Hij zal hun tot een opstanding, dé opstanding, zijn op die dag. Maar voor de anderen zal Hij tot een val worden. Zij zullen geen standhouden in het gericht. Allen die het Evangelie van Jezus Christus hebben ontkracht en ontledigd en voor anderen de weg tot het heil onvindbaar hebben gemaakt.
Zij die de genade van Christus afwezen en hun eigen weg verkozen, zullen die dag vallen en struikelen en in Zijn gericht zich niet staande kunnen houden. Hoe dat zal zijn… daar moeten we maar niet eens aan denken. Maar we weten dat Jezus ook vandaag gesteld is tot een val en opstanding is voor velen. Daarom moeten we vandaag nog een keuze maken… vóór Hem!
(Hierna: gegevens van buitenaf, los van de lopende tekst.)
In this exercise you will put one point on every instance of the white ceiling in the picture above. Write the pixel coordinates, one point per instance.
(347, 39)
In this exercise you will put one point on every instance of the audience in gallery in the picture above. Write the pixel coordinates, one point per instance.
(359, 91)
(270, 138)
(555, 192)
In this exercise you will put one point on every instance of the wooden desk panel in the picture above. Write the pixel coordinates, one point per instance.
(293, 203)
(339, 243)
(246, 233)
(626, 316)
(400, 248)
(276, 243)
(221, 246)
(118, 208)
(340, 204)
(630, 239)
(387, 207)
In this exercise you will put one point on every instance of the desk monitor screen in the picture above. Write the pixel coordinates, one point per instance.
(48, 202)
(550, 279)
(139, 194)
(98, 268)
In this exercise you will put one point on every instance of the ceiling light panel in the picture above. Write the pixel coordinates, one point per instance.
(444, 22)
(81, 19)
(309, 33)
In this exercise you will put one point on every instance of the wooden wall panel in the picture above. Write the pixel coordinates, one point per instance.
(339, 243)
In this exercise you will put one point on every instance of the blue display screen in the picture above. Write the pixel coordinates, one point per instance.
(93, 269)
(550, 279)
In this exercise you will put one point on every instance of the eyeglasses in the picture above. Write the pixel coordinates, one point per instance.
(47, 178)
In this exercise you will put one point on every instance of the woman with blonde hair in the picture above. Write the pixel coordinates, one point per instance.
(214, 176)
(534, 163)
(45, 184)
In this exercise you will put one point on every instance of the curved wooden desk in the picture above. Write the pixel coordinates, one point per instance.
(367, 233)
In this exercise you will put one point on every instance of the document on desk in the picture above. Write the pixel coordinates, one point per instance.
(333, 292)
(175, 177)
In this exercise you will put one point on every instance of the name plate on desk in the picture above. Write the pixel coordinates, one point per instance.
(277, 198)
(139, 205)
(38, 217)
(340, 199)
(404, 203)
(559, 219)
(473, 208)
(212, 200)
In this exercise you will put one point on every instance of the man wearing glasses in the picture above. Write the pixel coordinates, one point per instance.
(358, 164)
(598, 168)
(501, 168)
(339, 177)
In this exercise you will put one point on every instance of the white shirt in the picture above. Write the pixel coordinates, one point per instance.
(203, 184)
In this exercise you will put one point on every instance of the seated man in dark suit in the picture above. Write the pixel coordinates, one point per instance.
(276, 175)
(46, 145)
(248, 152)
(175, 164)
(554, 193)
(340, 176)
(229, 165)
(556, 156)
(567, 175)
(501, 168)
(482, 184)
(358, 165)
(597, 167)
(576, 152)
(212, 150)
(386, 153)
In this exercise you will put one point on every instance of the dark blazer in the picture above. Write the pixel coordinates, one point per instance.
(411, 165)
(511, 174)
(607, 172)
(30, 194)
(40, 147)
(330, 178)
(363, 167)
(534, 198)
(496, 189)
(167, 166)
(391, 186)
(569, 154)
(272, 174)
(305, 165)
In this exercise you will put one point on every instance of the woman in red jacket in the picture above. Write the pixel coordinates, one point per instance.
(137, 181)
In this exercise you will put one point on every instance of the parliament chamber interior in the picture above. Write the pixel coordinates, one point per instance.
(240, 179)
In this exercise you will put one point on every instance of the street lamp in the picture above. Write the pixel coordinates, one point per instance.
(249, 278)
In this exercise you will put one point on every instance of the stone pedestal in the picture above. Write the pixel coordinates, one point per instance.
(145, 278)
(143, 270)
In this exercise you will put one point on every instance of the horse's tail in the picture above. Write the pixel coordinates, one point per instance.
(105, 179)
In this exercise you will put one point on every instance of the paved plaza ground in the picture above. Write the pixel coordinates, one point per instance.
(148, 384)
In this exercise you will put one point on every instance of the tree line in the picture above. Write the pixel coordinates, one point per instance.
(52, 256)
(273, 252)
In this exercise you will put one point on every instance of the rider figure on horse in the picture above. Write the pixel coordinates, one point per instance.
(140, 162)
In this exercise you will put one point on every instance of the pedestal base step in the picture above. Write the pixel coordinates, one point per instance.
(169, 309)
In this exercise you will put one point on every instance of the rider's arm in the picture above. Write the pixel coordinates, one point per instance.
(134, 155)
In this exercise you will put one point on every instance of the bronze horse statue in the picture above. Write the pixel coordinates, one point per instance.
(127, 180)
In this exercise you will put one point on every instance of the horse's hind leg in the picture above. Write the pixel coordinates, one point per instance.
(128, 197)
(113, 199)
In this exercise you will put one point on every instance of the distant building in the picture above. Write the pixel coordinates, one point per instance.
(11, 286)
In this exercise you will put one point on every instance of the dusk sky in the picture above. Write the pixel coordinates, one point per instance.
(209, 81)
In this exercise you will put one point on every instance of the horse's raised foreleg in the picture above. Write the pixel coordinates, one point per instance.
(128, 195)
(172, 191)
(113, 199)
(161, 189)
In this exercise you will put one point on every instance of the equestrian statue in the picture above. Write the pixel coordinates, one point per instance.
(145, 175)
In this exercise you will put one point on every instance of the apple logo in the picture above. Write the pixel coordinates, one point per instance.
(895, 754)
Het oordeel laten we over aan Hem die rechtvaardig oordeelt. Dat kunnen wij niet. Wij moeten ophouden met oordelen en veroordelen, want dan vallen we straks zelf onder het gericht. Onze Heiland is gekomen om voor ons Zijn leven te geven. Dat was nodig voor ons… voor gelovigen! Dan weten we precies hoe het leven van elke gelovige eruit ziet zónder Christus. Hij moest Zijn eigen leven ervoor geven! Zó diep waren we verloren! Dan hebben ook wij geen stof tot roemen, alleen stof tot danken in volle verwondering, omdat Hij ons heeft opgezocht in onze absolute verlorenheid en ons redde voor de eeuwigheid!
Hij is ons tot een opstanding ten eeuwige leven geworden! Prijs de Heer! Halleluja!